トータルフィジカルセラピー第二回報告

久しぶりの投稿になりますね。
さて遅ればせながら新年明けましておめでとうございます。

さて昨年12月に京都で開催したトータルフィジカルセラピー第二回講習会の報告をします。
京都では打ち上げに京料理を堪能したのですが、先斗町の鴨川のしらべから拝み見るその風情は本当に日本のよさを再認識させてもらえるものでした。
さていくつか参加者のなかから質問のあった事項についてお答えしていこうと思います。
質問1、肩関節機能障害の患健側に対するアプローチで、健側が患側の機能障害を規定している場合がある。という講義内容に対して、脳卒中の患者においてもあてはまるのか?
答え)麻痺という中枢神経の絶対的な病理的変化の後の抹消に表れる障害ですので、当然麻痺のステージということに関しては麻痺側に問題があります。しかしながら、体幹の機能が上肢機能に影響を与えることは疑いようのないところですので、体幹を介して健側上肢は連結していることを考えるとより麻痺側を使いやすい状態にするという意味で健側肩関節へのアプローチも有効といえます。

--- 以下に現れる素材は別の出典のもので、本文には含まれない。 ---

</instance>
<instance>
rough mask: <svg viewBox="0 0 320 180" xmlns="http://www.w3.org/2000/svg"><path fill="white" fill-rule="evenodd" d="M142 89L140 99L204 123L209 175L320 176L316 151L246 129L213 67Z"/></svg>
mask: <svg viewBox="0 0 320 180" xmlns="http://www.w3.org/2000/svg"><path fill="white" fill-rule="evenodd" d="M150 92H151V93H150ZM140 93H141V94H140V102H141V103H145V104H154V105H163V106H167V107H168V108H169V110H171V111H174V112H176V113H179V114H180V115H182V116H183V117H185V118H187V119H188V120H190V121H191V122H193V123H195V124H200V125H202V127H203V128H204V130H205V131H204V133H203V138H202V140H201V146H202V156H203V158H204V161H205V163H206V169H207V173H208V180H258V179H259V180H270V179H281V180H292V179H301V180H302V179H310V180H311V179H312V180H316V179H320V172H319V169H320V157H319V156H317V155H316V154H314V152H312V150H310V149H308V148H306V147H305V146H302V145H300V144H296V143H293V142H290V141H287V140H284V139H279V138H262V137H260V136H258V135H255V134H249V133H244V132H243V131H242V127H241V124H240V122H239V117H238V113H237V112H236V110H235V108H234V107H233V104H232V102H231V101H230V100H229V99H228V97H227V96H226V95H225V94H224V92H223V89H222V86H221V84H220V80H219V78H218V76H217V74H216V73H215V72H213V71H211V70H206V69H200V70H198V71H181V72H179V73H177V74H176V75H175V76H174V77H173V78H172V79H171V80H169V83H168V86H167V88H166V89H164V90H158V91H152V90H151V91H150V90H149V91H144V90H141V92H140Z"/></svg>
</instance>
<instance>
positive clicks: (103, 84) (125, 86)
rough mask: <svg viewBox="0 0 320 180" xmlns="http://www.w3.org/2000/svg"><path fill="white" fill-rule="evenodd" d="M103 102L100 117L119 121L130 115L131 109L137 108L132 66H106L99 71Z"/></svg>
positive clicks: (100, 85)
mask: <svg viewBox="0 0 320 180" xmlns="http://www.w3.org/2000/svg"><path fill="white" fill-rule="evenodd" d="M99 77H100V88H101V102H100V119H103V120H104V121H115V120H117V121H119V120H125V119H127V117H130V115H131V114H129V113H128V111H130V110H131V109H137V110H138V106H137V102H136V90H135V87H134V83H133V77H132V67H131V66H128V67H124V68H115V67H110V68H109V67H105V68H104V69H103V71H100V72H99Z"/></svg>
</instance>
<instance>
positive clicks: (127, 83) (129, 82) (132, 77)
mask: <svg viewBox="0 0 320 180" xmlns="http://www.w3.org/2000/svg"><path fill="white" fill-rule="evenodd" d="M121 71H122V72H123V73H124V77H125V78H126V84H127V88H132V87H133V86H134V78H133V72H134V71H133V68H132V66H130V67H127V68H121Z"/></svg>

 ではどのように健側上肢が患側に影響を及ぼしているというのか?一般的なモデルとして考えているのは体幹を上下からつまり肩甲骨と骨盤で挟まれたピーナツ様の物体とします。骨盤は下肢と連結し、肩甲骨は上肢と連結しています。つまり体幹というピーナツ状の物体は肩甲骨と骨盤からの影響を多々うけており、その仲介として補正しているのが体幹といえます。もちろん体幹機能の不全により四肢に影響を及ぼすというルートもあります。一側の上肢機能は体幹に影響を及ぼし、その体幹から反対側の四肢にも影響が及ぶというメカニズムです。最初は麻痺側や患側の影響として身体全体が補償すべく対応していくのですが、その対応した健側のアライメントなりが固定化していくと、患側の状態がある程度回復した後に補償作用を解こうとした時に、健側の関節が固定化されていると元に戻れないということになってしまいます。つまり健側が元に戻る過程においてブロックしてしまうということになります。